Academic provenance crisis and agentized forensics

Key Questions

What is llmtester and its scale?

llmtester is a new 50k CLI benchmark for LLMs. It tests capabilities across large-scale evaluations.

Which benchmarks exposed LLM limitations recently?

ADeLe, ARC-AGI-3, MIRAGE, and CirrusBench showed flops for LLMs. They highlight issues in reasoning and generalization.

What is the academic provenance crisis?

It involves fakes at NeurIPS/ICML, coding errors in 25% of papers, and LLM failures like ZEH/coding at 25%. Agentized forensics like Sakana/CORAL address it.

How do Sakana and CORAL contribute to research integrity?

Sakana, CORAL, FlowPIE, and AgentSLR automate and verify scientific discovery. They combat provenance issues with agentized tools.

What is the success rate of Meta's math models?

Meta's math models achieve 70th percentile, alongside daVinci/Lean advances. This contrasts with broader academic coding errors.

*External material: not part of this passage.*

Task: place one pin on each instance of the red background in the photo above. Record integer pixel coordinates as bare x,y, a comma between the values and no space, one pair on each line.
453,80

What tools aid paper analysis like PaperLens?

PaperLens and OpenSeeker enable agentized forensics for provenance. They support verification amid LLM hallucinations.

Can prompt injection fool LLM judges?

Yes, prompt injection can manipulate LLM judges for high scores like an 'A'. This raises concerns for academic evaluation.

What is self-execution simulation in research context?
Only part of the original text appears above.